5 minute read
ALT-F4's Most Successful Season (The Glen, Spring 2024)
As a rookie on the ALT-F4 team, I had no idea what to expect, nor did I know where I would fit in. Here are my reflections on our most recent season.
Bayview Glen’s Upper School FRC team, ALT-F4, recently flew to Houston, Texas to compete at the FRC World Championships. We went up against dozens of other world-class teams, and eventually won our division and competed on the Einstein Field. Meeting and learning from other teams were truly a unique and enlightening experience that taught us how to foster an environment of friendly competition known in the FIRST community as “coopertition”. Coopertition embodies the spirit of competing while assisting and enabling others whenever possible.

This year has been by far our most successful season. It marks the second time we’ve qualified for the World Championships, and the first time winning the Division and qualifying for the playoffs on the Einstein Field, where the top 32 robots out of 600 qualify to compete for the world title.
As members, we commit a lot of our time to the team. Rookie members may initially struggle to find their niche, and often try out many different things before landing on a fulfilling task. One could try their hand at CAD (computer-aided design) or working in the pits before eventually deciding that writing might be more enjoyable. The more experienced members are always willing to offer guidance.
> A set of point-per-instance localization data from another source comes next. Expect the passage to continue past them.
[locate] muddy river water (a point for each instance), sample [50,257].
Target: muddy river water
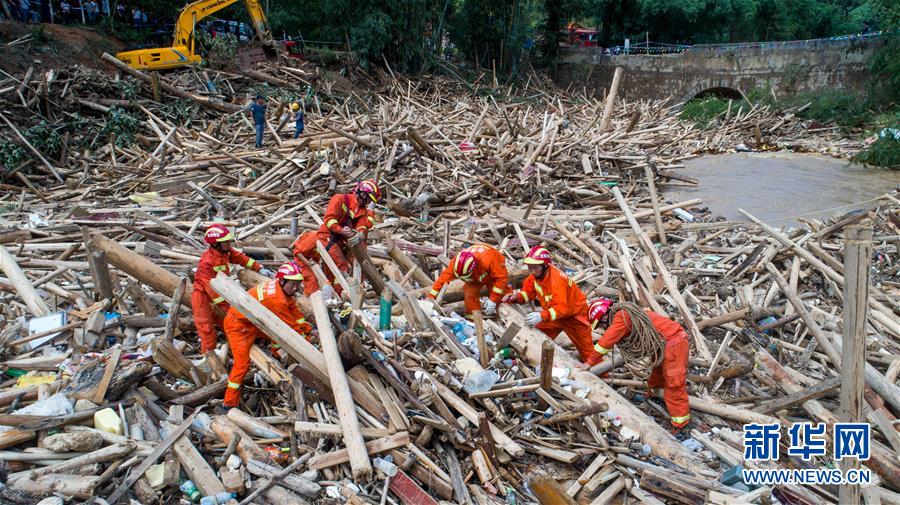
[776,187]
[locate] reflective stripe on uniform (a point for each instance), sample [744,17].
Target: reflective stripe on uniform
[681,419]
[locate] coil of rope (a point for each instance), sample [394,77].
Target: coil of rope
[643,348]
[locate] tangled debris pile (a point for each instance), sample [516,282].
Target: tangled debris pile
[100,230]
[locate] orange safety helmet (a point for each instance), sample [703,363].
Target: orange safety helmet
[464,264]
[369,188]
[289,271]
[217,233]
[598,309]
[538,255]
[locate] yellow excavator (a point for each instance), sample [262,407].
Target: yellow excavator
[183,51]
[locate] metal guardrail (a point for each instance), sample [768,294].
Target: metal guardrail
[661,48]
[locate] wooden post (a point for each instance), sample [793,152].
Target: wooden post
[102,282]
[306,354]
[530,341]
[813,327]
[26,291]
[356,446]
[140,268]
[611,98]
[547,349]
[857,253]
[479,335]
[654,199]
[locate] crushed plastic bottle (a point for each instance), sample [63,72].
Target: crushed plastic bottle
[481,381]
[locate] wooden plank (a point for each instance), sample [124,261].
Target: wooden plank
[340,388]
[857,255]
[811,393]
[107,375]
[379,446]
[306,354]
[164,446]
[23,286]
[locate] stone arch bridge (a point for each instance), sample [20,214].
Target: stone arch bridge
[786,67]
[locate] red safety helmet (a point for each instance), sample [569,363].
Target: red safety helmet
[369,188]
[464,264]
[538,255]
[598,309]
[217,233]
[289,271]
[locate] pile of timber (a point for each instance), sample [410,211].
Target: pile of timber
[97,249]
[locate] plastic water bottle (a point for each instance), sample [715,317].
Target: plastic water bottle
[481,381]
[190,490]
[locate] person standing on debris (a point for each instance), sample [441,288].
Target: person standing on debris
[276,295]
[654,337]
[564,305]
[298,119]
[210,308]
[258,111]
[347,222]
[306,254]
[477,266]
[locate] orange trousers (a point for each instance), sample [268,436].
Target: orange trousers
[578,330]
[239,341]
[472,293]
[206,318]
[671,375]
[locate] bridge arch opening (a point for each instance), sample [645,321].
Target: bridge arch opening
[721,92]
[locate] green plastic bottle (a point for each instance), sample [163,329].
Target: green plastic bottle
[384,312]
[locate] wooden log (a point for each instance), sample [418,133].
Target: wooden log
[654,200]
[195,466]
[379,446]
[811,393]
[823,341]
[880,312]
[857,255]
[611,98]
[880,461]
[407,264]
[548,491]
[253,426]
[692,328]
[529,343]
[309,358]
[76,486]
[140,267]
[23,286]
[343,399]
[672,489]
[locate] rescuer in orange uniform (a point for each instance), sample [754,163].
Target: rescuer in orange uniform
[276,295]
[210,308]
[477,266]
[305,246]
[565,307]
[671,375]
[347,221]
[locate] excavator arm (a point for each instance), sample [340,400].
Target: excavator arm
[183,51]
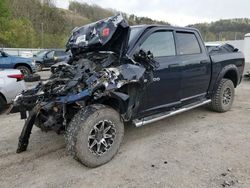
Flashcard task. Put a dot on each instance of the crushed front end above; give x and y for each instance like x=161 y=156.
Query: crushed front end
x=98 y=72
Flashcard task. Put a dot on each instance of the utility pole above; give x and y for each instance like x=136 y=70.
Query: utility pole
x=42 y=36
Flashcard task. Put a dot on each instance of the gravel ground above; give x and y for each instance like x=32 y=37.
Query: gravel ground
x=195 y=149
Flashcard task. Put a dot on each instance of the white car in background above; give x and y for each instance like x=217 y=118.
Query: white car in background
x=11 y=84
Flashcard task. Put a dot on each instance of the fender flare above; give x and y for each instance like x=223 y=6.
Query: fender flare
x=223 y=72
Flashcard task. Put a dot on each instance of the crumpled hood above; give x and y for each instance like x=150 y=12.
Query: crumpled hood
x=110 y=34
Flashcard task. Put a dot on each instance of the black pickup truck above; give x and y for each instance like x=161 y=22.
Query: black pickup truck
x=120 y=74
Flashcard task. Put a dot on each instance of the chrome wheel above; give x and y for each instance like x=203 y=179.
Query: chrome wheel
x=101 y=137
x=227 y=96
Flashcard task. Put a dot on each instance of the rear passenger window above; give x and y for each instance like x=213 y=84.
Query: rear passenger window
x=187 y=43
x=160 y=44
x=59 y=53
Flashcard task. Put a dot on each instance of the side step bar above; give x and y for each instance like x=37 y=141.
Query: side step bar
x=154 y=118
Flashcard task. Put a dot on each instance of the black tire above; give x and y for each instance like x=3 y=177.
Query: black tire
x=3 y=104
x=223 y=98
x=24 y=70
x=32 y=78
x=80 y=132
x=39 y=67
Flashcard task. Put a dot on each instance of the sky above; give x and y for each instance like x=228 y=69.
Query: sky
x=176 y=12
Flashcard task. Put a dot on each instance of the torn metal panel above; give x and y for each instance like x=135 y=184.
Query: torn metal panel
x=104 y=35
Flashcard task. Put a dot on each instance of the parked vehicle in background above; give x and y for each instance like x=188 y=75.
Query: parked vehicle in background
x=11 y=84
x=26 y=54
x=120 y=74
x=26 y=65
x=47 y=58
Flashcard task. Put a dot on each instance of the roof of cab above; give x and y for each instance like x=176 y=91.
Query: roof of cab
x=166 y=26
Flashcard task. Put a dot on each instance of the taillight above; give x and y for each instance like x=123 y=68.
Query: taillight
x=19 y=77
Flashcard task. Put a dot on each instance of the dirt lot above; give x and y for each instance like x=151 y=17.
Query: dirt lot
x=195 y=149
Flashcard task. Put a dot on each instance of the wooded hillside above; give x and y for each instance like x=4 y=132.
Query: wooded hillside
x=231 y=29
x=39 y=24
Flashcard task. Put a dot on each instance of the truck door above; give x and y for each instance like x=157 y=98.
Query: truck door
x=5 y=61
x=164 y=92
x=196 y=66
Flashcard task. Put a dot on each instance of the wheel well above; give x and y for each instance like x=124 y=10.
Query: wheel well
x=23 y=64
x=115 y=104
x=232 y=75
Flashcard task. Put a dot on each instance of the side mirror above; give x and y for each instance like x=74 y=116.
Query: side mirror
x=146 y=59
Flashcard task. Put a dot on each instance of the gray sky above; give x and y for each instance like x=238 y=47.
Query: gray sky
x=177 y=12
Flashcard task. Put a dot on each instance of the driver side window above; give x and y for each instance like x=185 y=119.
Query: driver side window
x=50 y=55
x=160 y=43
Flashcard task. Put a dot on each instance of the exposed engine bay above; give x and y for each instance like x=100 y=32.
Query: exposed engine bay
x=98 y=72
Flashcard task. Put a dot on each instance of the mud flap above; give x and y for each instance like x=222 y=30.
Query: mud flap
x=27 y=128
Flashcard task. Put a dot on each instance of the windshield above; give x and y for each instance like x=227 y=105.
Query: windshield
x=41 y=53
x=134 y=32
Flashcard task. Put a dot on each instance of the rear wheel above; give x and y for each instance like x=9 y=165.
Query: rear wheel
x=224 y=96
x=3 y=104
x=24 y=70
x=94 y=135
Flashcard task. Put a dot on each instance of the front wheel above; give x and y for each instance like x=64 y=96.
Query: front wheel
x=94 y=135
x=223 y=97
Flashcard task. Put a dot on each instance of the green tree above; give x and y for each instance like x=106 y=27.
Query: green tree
x=4 y=9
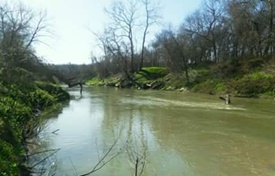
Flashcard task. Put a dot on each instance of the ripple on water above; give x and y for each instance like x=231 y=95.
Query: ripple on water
x=152 y=101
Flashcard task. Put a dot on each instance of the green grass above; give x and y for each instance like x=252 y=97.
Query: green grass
x=148 y=74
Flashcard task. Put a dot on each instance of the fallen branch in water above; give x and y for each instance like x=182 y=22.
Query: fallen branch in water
x=55 y=151
x=102 y=161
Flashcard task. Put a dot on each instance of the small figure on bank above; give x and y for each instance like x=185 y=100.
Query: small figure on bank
x=226 y=98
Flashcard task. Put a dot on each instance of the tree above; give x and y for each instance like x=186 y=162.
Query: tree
x=175 y=51
x=19 y=29
x=129 y=20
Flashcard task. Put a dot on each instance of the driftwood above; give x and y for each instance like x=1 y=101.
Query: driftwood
x=70 y=85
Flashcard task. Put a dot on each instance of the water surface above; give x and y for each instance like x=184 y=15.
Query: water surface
x=177 y=133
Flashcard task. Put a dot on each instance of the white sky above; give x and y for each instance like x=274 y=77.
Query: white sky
x=70 y=21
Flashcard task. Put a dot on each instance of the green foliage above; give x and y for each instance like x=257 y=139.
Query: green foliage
x=8 y=160
x=94 y=81
x=55 y=91
x=254 y=83
x=147 y=74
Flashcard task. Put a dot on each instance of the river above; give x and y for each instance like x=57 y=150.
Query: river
x=172 y=133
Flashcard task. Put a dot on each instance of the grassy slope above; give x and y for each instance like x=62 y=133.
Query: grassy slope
x=17 y=106
x=251 y=78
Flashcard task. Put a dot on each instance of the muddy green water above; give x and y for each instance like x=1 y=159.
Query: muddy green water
x=178 y=133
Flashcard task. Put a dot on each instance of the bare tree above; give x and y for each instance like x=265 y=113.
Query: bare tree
x=20 y=27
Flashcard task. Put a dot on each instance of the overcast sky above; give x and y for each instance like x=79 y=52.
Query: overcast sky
x=70 y=21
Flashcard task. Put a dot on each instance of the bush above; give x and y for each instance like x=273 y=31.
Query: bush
x=254 y=83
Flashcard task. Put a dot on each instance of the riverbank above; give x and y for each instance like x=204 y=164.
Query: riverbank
x=253 y=78
x=20 y=109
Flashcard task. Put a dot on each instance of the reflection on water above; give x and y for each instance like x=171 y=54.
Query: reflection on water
x=173 y=133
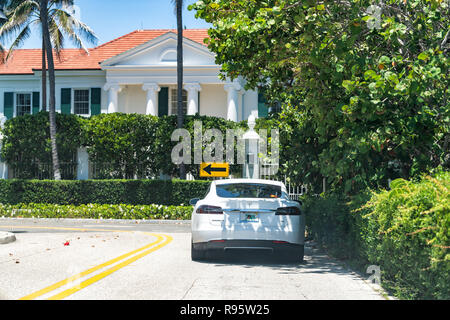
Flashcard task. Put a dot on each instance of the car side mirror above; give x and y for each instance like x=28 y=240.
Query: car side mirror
x=193 y=202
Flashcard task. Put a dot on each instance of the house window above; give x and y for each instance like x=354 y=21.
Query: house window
x=174 y=101
x=23 y=104
x=81 y=102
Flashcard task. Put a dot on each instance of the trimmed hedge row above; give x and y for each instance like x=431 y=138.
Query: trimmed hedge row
x=120 y=146
x=405 y=231
x=96 y=211
x=132 y=192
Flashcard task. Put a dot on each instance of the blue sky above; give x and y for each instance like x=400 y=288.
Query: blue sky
x=113 y=18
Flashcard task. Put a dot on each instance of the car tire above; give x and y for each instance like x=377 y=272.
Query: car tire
x=294 y=256
x=197 y=254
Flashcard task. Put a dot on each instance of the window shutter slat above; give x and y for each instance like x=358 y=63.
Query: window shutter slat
x=66 y=101
x=9 y=105
x=96 y=101
x=36 y=102
x=163 y=102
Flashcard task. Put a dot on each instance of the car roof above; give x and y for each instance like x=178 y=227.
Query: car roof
x=249 y=181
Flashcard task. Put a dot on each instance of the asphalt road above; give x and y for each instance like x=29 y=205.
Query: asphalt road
x=103 y=260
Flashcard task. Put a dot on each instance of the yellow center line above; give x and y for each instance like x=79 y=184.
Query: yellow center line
x=160 y=238
x=106 y=273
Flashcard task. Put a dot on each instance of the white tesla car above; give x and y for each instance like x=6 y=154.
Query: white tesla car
x=248 y=214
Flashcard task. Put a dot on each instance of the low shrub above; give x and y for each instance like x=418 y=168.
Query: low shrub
x=405 y=231
x=96 y=211
x=132 y=192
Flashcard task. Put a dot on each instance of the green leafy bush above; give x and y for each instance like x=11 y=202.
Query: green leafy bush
x=133 y=192
x=405 y=231
x=407 y=234
x=26 y=144
x=96 y=211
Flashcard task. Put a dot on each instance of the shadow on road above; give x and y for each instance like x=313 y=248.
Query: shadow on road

Some of us come to the lab to work on the robot 30 times throughout the six-week build season and are still able to balance that with their academics. Being a member of such a competitive robotics team requires a lot of commitment and sacrifice, but it is worth it when we see our robot whizzing around the field picking up notes and scoring points.

Over the course of the 2024 season, we experienced many achievements and disappointments. We won the Centennial College District Event and won the Autonomous Award. We won the Creativity Award at the Humber College Event, and were semi-finalists at the Ontario Provincial Championships. By the culmination of our competition season, our team was ranked 9th in the Ontario division. That meant we qualified for the World Championships, where the world’s best 600 out of the approximate 3,300 teams from 31 countries compete.
At the World Championships, 600 teams are divided into eight divisions/fields, with 75 teams per division. We were placed in the Galileo Division. For the first two days of competition, we aim to win matches, gain ranking points, and make it as far as possible before the alliance selections begin. On the final day, the top eight teams select three other teams to become a four-team alliance, before these eight alliances advance to the playoffs. We were selected by the top team in our division. We competed fiercely in the playoffs, and won the Galileo Division along with the rest of our alliance. Becoming the champions of Galileo Division was our team’s greatest achievement to date, but our season wasn’t over yet.

Winning the division qualified us to the final round of playoffs against the other winning teams from each division - the final stage of the competition, which is called the Einstein division. This was the first time in our team’s history that we made it to Einstein. It was incredibly exciting for the rookie members of the team who still had many more years on the team to enjoy, but also a truly spectacular send-off for all of the members that will be graduating from high school this year.
It might be easy to look at a successful team like ALT-F4 and think that it was easy to get to this point. But you would be ignoring the hours spent at the lab and at the field, the late nights and weekend efforts, the countless iterations and new designs, the disappointments and successes, and the numerous sacrifices each team member has made to achieve a team goal set at the start of the season. Through challenges, mistakes, and frustration, ALT-F4 persevered and became one of the best FRC robots in the world. We had to learn to find meaning in our mistakes and to build each other up. Our success wasn’t gifted to us. We built our success up, painstakingly, on the foundation of consistent effort, determination, and perseverance.

We can quantify our 2024 season not just by the awards we won but by the experiences we had. On the way, we formed a tighter community and made new friends, whether from our school, Alectrona, or even internationally. We learned to keep an open mind and embrace the new ideas we encountered. Finally, we learned not to be discouraged by our failures and to grow from every setback we had.